Wednesday, January 5, 2011

Hello Out There!

Hello, interwebs. You can call me Kae (pronounced "kay").

I'm new to this whole blogging thing so please bear with me. Let me be up front and say: this is a horsey blog! Its sole purpose is to help measure the progress my new horse and I make over the course of oh, well, however long I feel like. I thought it might be nice to share, and to be able to look back in a few months and note actual progress. I might even inspire someone along the way.

So, I'll start by introducing my new horse: her name is Mighty. This will be changed as soon as she's properly mine (please pass the PPE, please pass the PPE!), but I haven't yet decided on a name. She's an eight year old thoroughbred mare. She's never been raced or bred that her current owners know of. She's at least 16hh tall. She's currently a backyard, out-of-work trail horse (who hasn't actually been ridden in an awfully long time). When her owner's husband contact me through email, he sent me these:




So... she doesn't look like much, but she's a heck of a lot prettier than most of my other prospects. And cheaper. So I decided to go see her.
This is the video of her current owner trotting her about for me:


Hopefully this works.

She tosses her head, has a short and choppy stride, bucks when you ask for a canter, is generally stubborn about steering, is very sticky in her transitions (as in, you-can-kick-me-all-you-want-but-I-still-ain't-trottin' kind of sticky), and is a pain in the butt to catch. But for some reason, I love her. She's smart, quiet in spite of her jerkiness, very sweet on the ground (and in the saddle... when she's getting her way), has a lovely baby doll head (see end of video!), loves peppermints (I consider this to be a dealbreaker when horse shopping! ...okay, not really, but almost.), and I see loads of potential in her. So I'm going to get her. By my reckoning, a tack change (as the saddle doesn't fit her correctly and the bit is far too harsh for her soft mouth) and some consistency and she'd be a gem. I hope I'm not wrong (this has been known to happen)!

Slightly off-topic: I'm a college student (low on time, and low on money. Yay!). I've ridden for as long as I can remember (I started when I was 5 - classic example of "horse fever"). I used to do hunter/jumpers, but have recently gotten interested in dressage and eventing (although God knows I haven't actually done either... except for that one dressage lesson, that one time...). So I'm going to train her to do what I know, for now - hunter/jumper. Trail riding. Lots of bonding and bareback riding!

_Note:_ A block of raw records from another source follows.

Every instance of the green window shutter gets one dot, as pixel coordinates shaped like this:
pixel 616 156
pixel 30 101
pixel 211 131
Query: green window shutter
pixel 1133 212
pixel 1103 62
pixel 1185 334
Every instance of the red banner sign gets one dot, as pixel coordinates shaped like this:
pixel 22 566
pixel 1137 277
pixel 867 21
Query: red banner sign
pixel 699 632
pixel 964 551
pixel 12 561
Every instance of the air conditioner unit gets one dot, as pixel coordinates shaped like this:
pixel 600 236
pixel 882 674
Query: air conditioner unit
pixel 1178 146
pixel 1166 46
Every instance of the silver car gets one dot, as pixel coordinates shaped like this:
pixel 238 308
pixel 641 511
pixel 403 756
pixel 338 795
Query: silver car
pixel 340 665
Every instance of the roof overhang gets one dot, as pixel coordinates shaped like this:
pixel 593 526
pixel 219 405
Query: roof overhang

But one thing's for sure. She needs a ton of groundwork and flatwork before we ever get to the over fences part of her training. But hopefully she'll love jumping as much as I do!

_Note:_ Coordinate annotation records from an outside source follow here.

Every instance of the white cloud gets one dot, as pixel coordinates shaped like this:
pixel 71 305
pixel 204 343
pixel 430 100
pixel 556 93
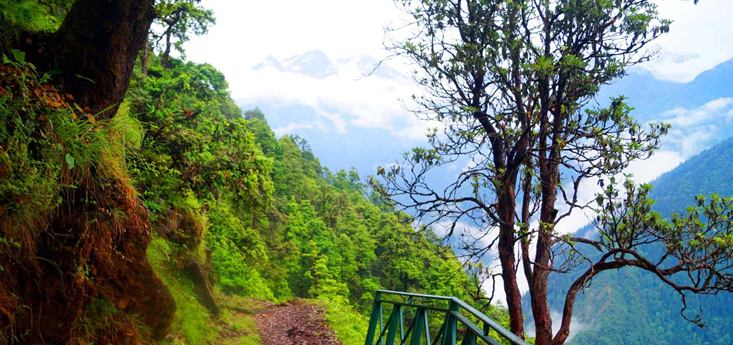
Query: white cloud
pixel 697 41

Oh, and there's another catch. I'm going to be training her in hunter/jumper and (very) low level dressage in a side pull bitless bridle. Basically, a rope halter with reins. And I'm going to be clicker training her from the ground up. More on why I went from the hunter A circuit to rope halters and clicker training in a later post (no, it's not just lack of money! haha).

Now, I must stop procrastinating and go to sleep so I can be somewhat awake for the first day of classes tomorrow.

Heres to possibilities!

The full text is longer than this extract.